Tuesday 9 May 2023

The pagan who got it right day2

 God’s plan for His people wasn’t going very well, because they wouldn’t cooperate. Time and time again, they turned their backs on God and His benevolent care, choosing instead to do whatever seemed right in their own eyes. The book of Judges is so full of violence and immorality, it’s amazing that any of it made it into the Bible. 

God’s original plan was for His people to live according to His laws and be a guiding light to the rest of the world, to show other nations what it looks like when a people live in harmony with God and with one another for the sake of everyone’s highest good. But God’s people wouldn’t stick with the plan; they wanted to do their own thing, and that always leads to disaster. 

Just when you might be tempted to think that God may have to wipe everyone out and start over, we encounter this story about a foreign woman named Ruth. The story of Ruth shows us that God is not above going outside of His original plan to get His purposes accomplished. 

Ruth was a Moabite. Moab was not a good place. Its origins can be traced back to a terrible story about a man named Lot and his daughters doing something we shudder to consider, even today. Technically, the Moabites should never have been a nation to begin with. Furthermore, they should have been chased out of the land or killed well before Ruth was born. If Lot had been a righteous man and avoided incest (as even most unrighteous men manage to do), there would have been no Moabites. And if the people of Israel had done as God instructed, the Moabites would have been long gone. 

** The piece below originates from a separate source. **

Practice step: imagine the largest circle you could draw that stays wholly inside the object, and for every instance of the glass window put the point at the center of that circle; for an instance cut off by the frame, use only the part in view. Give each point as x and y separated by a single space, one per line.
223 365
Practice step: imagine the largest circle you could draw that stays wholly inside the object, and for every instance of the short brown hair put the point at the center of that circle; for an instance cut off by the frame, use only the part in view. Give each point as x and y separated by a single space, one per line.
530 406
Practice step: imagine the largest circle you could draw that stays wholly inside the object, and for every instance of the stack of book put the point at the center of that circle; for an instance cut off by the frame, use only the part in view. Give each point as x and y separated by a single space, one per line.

Plus, there’s no way God would have advocated that any of His people marry one of those pagan people. They were, well pagans, for crying out loud! 

But God had promised Abraham way back when that He would bless everyone, not just the Jewish people. And God never welshes on a promise. 

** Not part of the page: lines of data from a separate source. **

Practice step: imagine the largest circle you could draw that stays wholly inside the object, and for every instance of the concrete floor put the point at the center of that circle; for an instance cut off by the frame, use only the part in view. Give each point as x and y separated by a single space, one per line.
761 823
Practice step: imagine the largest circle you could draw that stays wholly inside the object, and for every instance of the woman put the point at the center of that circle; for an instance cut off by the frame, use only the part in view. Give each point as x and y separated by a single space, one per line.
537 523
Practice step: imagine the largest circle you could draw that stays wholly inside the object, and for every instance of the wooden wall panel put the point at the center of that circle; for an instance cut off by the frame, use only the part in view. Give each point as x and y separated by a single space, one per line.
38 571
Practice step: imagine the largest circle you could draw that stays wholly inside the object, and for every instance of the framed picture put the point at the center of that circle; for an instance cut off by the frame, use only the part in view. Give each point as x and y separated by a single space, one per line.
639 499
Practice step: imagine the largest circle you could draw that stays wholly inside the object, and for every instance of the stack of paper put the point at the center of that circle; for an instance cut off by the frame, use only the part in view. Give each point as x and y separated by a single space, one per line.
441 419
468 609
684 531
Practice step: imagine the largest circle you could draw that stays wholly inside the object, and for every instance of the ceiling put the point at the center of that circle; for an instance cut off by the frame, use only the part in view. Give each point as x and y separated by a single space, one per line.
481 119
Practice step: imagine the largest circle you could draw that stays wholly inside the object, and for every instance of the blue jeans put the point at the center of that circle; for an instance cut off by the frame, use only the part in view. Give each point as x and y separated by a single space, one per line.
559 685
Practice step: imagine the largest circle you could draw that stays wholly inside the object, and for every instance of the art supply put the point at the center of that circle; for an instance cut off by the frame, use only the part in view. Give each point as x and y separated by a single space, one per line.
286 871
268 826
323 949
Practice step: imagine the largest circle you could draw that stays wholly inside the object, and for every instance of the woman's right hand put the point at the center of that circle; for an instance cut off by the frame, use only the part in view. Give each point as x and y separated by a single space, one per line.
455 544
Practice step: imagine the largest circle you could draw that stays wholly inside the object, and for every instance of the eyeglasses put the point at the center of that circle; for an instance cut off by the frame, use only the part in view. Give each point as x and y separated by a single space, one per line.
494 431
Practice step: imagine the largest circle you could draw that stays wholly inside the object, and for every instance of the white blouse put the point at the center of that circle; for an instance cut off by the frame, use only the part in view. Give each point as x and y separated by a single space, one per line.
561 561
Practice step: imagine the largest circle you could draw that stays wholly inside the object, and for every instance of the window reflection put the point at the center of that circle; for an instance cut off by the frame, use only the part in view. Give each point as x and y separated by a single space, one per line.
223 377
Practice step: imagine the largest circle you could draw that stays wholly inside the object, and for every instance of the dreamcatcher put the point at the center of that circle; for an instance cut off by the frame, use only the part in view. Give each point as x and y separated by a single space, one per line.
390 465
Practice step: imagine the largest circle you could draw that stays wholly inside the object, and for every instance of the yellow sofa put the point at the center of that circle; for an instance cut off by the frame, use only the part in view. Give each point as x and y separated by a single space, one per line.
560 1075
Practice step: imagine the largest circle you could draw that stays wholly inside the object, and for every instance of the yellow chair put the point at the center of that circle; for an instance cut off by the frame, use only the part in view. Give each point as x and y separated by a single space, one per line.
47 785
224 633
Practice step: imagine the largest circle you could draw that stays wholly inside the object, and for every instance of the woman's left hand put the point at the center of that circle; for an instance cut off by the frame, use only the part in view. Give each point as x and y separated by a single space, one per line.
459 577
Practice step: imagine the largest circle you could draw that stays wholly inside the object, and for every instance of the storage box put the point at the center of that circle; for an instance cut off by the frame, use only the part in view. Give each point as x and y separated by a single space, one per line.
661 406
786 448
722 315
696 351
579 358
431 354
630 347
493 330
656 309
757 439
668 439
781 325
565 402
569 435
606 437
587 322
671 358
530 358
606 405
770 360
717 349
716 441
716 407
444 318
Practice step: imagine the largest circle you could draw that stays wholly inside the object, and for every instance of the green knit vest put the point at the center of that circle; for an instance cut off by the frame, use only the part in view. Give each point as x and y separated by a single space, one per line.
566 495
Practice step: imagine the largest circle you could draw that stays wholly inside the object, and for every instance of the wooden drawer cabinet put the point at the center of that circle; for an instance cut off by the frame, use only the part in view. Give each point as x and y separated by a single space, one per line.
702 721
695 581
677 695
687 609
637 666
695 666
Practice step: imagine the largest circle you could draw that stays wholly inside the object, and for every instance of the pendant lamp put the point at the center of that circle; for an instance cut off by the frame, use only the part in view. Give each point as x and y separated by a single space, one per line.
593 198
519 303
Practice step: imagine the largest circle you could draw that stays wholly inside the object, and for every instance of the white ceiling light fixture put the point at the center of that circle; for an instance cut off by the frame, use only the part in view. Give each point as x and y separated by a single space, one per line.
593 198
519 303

We’ve learned by now that this YHWH is unpredictable. He doesn’t do things the way we would. Just when you think you’ve got Him figured out, He dips and swerves and goes underground, only to appear where you least expect Him. 

And He loves strays, and keeps bringing them in at night even though He knows that if you feed them once they’ll keep coming back. He did this with Rahab (who ran the best little whorehouse in Jericho), and now He’s doing it again with this Moabite woman, Ruth. Orphans, widows, street urchins, mongrels, they all matter more to God than maybe we think they should. 

Ruth’s an unlikely character who has nothing much going for her. We expect God to take an interest in a guy like Samson (who lived during this same period of time). Samson was big and strong and powerful. He was born into a good family, had the pedigree. Ruth, by contrast, was a mutt. 

Maybe that’s the point of the story, though. When the purebred, the physically, mentally, spiritually gifted people, the privileged insiders who have been called by God, fall down on the job, God’s not above going down to the pound and picking up a stray. Strays, as it turns out, have really good memories and rarely forget what it was like to be this close to death and then be rescued by the kindness of a benevolent person. 


Father God, I rejoice in the truth that You have chosen the foolish things of the world to shame the wise, and have chosen the weak things of the world to shame the things that are strong. I acknowledge that You have the power to use me in remarkable ways in spite of my inadequacies and weaknesses. You are not impressed with the things that impress people, but You deign to use those who, through humility, are willing to depend entirely on You and not on their position or power. I see that the things that are highly esteemed among people are detestable in Your sight, and that it is foolish to be impressed by the things that impress people. I ask for the grace to live and serve others out of my weakness and thus out of Your strength. Let me be impressed by the things that are truly pleasing to You.